I started putting together a post on how the Titans spent by position in 2012, like the one I did last offseason, when something I'd noticed before struck me.
There were 30 players who played at least 300 snaps on offense or defense for the Titans in 2012. And where did the Titans find those players?
Four of them were first-round picks playing on their rookie contract. That's Jake Locker, Kenny Britt, Kendall Wright, and Derrick Morgan.
Three of them were second-round picks playing on their rookie contract. That's Sen'Derrick Marks, Akeem Ayers, and Zach Brown.
Five of them were third-round picks playing on their rookie contract. That's Jared Cook, Damian Williams, Jurrell Casey, Mike Martin, and Ryan Mouton.

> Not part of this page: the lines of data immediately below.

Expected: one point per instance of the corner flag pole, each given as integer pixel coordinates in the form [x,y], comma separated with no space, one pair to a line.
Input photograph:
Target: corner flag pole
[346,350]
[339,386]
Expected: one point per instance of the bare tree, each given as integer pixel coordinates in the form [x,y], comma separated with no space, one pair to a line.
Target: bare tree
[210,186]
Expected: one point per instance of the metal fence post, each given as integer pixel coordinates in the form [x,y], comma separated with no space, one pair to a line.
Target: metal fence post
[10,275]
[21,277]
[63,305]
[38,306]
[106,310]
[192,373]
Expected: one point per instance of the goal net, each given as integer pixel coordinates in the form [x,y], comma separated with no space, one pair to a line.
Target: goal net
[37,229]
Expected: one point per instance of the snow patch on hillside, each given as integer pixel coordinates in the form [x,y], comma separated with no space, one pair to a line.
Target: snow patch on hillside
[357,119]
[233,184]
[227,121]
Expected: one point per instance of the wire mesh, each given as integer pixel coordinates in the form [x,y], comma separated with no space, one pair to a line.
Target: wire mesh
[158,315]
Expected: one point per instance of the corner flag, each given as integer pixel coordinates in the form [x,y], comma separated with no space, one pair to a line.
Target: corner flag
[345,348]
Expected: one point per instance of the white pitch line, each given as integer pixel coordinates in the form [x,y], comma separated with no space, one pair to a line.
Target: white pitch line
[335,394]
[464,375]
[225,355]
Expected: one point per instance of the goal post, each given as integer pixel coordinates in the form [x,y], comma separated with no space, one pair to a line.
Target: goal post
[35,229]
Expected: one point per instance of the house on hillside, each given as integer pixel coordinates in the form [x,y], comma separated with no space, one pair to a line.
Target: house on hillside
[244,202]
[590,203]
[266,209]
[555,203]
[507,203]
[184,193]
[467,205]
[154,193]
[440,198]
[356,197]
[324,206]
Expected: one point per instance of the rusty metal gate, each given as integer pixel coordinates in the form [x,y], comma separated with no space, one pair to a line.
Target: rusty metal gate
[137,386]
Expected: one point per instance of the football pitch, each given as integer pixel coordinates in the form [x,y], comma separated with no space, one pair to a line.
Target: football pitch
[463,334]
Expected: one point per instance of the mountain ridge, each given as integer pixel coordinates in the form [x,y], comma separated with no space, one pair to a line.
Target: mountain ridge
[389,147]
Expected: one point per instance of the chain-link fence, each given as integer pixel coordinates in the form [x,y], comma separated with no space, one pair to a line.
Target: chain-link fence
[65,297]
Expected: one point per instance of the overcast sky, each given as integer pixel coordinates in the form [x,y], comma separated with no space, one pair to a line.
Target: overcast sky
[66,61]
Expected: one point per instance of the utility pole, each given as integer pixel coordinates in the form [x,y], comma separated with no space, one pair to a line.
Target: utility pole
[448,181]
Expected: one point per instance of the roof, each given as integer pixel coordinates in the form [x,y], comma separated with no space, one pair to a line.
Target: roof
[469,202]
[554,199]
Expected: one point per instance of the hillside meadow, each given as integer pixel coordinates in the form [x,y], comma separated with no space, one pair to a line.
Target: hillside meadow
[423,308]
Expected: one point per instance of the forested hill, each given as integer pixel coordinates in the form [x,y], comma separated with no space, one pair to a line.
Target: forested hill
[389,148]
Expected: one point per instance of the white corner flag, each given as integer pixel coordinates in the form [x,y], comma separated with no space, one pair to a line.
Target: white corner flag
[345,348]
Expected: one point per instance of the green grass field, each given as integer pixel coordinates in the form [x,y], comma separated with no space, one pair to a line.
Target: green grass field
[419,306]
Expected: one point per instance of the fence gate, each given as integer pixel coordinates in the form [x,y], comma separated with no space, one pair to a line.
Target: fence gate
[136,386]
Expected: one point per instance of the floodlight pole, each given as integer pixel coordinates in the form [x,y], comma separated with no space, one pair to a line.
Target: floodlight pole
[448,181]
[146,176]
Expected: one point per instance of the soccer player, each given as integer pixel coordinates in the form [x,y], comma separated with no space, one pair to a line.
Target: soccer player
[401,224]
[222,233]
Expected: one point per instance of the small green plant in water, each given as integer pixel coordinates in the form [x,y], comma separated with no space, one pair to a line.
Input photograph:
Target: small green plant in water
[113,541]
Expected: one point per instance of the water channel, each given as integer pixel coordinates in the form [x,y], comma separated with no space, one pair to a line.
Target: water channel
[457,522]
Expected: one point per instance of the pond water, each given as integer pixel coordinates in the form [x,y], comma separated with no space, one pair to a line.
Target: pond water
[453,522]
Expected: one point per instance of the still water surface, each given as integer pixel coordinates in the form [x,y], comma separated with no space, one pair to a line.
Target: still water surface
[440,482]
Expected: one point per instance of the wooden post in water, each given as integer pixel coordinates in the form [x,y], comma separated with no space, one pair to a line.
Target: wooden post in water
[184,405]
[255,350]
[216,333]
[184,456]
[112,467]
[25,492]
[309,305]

Three of them were fourth-round picks playing on their rookie contract. That's Colin McCarthy, Coty Sensabaugh, and Alterraun Verner.

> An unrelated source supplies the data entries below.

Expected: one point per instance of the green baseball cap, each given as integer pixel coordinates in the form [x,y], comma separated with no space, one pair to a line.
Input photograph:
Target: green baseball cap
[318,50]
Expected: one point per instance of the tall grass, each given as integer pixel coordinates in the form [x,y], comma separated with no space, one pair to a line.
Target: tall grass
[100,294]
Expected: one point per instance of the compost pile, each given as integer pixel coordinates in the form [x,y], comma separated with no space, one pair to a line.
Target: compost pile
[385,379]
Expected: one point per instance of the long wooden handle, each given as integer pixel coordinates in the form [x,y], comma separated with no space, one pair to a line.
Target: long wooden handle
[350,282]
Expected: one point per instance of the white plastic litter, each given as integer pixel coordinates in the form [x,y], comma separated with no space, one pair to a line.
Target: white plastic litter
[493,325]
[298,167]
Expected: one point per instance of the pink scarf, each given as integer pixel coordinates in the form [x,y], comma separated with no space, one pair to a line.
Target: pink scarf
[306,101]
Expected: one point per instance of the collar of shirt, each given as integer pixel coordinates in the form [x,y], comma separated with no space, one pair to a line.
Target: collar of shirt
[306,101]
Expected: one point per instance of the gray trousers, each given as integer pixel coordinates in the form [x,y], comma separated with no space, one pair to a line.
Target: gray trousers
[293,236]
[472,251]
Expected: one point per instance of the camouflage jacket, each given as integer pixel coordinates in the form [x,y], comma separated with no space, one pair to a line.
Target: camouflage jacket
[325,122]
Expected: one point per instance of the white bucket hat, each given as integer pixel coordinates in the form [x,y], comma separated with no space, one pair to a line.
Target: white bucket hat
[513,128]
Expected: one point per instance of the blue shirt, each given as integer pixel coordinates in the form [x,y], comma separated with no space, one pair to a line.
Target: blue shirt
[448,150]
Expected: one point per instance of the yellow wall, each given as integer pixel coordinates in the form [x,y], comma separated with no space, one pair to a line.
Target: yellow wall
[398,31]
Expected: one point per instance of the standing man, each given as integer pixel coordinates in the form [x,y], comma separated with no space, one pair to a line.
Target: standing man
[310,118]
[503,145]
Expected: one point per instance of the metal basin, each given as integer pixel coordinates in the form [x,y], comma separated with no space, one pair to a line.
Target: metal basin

Twelve of them were players not on their rookie deal signed to a contract with an average per year of at least $3 million. As I identified in last year's salary cap post, that's roughly the rate for a starter in the NFL. The players in this category were Matt Hasselbeck, Chris Johnson, Craig Stevens, Nate Washington, Leroy Harris, Steve Hutchinson, Michael Roos, David Stewart, Kamerion Wimbley, Will Witherspoon, Jason McCourty, and Michael Griffin.

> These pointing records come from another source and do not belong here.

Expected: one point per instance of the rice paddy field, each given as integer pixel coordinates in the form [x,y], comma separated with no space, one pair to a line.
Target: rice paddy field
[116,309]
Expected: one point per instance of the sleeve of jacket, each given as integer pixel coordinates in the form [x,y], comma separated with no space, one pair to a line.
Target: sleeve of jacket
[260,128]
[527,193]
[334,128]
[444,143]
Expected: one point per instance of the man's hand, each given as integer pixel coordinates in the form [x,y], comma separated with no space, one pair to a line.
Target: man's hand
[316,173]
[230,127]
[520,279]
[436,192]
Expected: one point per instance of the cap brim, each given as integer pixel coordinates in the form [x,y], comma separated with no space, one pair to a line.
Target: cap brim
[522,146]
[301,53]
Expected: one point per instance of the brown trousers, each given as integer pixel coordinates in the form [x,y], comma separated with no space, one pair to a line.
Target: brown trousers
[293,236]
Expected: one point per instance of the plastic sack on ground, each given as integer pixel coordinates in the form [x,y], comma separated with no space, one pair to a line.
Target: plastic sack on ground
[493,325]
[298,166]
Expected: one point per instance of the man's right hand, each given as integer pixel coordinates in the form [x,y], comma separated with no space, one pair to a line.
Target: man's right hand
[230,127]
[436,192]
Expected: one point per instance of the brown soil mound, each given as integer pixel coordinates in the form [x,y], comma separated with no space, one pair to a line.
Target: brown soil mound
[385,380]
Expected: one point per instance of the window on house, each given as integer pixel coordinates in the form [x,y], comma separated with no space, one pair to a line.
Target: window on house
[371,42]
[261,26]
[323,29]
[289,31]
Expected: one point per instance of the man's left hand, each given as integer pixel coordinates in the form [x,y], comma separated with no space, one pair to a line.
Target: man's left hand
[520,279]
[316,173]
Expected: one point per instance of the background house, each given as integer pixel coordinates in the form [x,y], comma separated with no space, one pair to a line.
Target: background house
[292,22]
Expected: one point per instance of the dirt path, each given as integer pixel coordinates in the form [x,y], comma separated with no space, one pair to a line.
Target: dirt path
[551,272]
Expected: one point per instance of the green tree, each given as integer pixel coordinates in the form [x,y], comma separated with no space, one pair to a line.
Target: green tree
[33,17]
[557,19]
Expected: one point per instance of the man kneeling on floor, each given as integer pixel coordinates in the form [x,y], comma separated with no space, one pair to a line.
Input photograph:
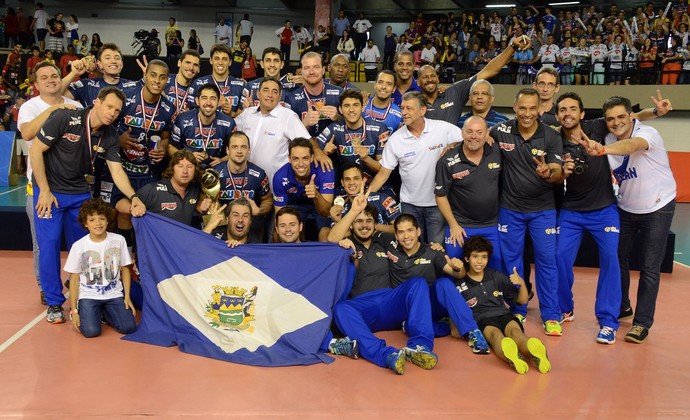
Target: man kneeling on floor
[374,306]
[486,291]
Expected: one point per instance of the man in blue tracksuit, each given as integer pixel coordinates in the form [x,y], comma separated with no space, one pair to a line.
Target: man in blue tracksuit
[531,159]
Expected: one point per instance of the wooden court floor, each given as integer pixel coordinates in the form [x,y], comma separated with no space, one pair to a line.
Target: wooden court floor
[50,371]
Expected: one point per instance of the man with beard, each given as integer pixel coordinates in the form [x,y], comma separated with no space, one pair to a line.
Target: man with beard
[339,70]
[447,106]
[272,63]
[203,130]
[178,84]
[238,214]
[353,181]
[231,88]
[481,99]
[356,140]
[178,195]
[379,107]
[316,103]
[302,184]
[646,201]
[32,115]
[108,62]
[373,304]
[240,178]
[467,190]
[147,114]
[531,153]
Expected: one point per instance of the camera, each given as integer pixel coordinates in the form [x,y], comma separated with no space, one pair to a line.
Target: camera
[580,166]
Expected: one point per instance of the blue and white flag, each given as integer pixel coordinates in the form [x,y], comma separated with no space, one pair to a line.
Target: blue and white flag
[265,305]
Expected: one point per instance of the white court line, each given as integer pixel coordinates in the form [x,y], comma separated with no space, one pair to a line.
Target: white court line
[23,331]
[13,190]
[26,329]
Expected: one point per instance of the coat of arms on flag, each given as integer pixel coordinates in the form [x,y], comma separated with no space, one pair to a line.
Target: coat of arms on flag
[267,305]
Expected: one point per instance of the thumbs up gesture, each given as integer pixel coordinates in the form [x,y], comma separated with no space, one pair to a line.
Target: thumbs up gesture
[515,278]
[310,189]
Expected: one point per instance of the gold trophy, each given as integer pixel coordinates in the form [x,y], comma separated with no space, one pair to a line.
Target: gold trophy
[210,187]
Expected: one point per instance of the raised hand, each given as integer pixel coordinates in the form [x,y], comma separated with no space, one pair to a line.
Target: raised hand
[310,189]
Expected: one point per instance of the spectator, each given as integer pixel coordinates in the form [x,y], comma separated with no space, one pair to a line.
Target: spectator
[286,36]
[194,43]
[223,32]
[362,27]
[346,45]
[371,57]
[390,41]
[40,23]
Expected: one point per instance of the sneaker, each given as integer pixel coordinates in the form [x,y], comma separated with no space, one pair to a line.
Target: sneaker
[344,347]
[478,343]
[538,352]
[510,351]
[567,317]
[396,362]
[607,335]
[553,327]
[421,356]
[637,334]
[55,314]
[625,314]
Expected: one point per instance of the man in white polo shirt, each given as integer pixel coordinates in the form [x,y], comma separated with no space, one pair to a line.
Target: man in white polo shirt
[416,147]
[646,201]
[270,128]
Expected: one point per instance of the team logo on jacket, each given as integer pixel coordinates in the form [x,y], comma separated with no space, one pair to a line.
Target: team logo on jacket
[232,308]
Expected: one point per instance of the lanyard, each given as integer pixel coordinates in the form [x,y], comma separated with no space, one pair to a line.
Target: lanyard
[204,143]
[92,149]
[180,104]
[370,114]
[361,136]
[147,127]
[232,179]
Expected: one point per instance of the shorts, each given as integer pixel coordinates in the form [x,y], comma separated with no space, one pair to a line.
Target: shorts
[22,147]
[500,322]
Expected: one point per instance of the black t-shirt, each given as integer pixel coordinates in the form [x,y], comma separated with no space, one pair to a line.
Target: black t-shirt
[425,263]
[161,198]
[448,105]
[488,297]
[71,156]
[592,189]
[372,272]
[472,190]
[522,189]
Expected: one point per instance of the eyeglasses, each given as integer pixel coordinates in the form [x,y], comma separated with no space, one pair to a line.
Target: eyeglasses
[548,85]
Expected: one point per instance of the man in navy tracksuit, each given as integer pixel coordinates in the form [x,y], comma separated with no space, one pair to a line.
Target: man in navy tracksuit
[531,153]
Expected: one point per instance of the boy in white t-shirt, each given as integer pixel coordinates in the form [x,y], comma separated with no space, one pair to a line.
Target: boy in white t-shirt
[99,266]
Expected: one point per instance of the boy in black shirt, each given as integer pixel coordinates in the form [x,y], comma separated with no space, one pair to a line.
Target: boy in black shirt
[486,291]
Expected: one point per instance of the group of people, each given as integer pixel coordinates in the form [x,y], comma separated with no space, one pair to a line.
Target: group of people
[434,203]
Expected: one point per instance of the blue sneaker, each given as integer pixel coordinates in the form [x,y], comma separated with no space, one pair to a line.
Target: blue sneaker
[607,335]
[396,362]
[345,347]
[421,356]
[478,342]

That leaves the Titans with three players who played at least 300 snaps on offense on defense on whom they did not use a high pick and whom they were not paying a lot of money. One of those three was Deuce Lutui, who was an in-season pickup and only ended up playing any snaps at all because the starter, Leroy Harris, got hurt. One of them was Fernando Velasco. There may have been something like competition for the starting center job, but my belief is Velasco only played a significant role because Eugene Amano, whose contract had an APY of over $3 million (to say the least), got hurt. Take them away, and there was only one player the Titans did not invest premium resources to acquire that they gave a significant role to in 2012, strong safety Jordan Babineaux. And as we've seen from the deals this offseason, Babineaux got an APY of less than $3 million because non-premium strong safeties don't get contracts with an APY of $3 million.
The fundamental constraint of building a team in the NFL is limited resources. You only get so many high draft picks and so much cap space. To build a great team, you have to utilize your resources as efficiently as possible. This can mean making hard choices, paying some players and prioritizing some positions. The flipside of those hard choices is not paying other players and not prioritizing other positions.
What the Titans told us with the team they fielded in 2012 is they don't really believe in making those choices. At every single position on the team (and I could throw in punter and kicker here as well if my criteria didn't exclude them), they fielded either a player making a starting-type wage or a high draft pick. Every. Single. One.
The Tennessee Titans seem to have their own idea of value, and it's that there isn't any such thing. As a fan, I really hope they're right about that, but as an analyst, I'm pretty sure it's almost impossible to field a good team that way. The result in 2012 was not pretty, but we shall see what 2013 brings.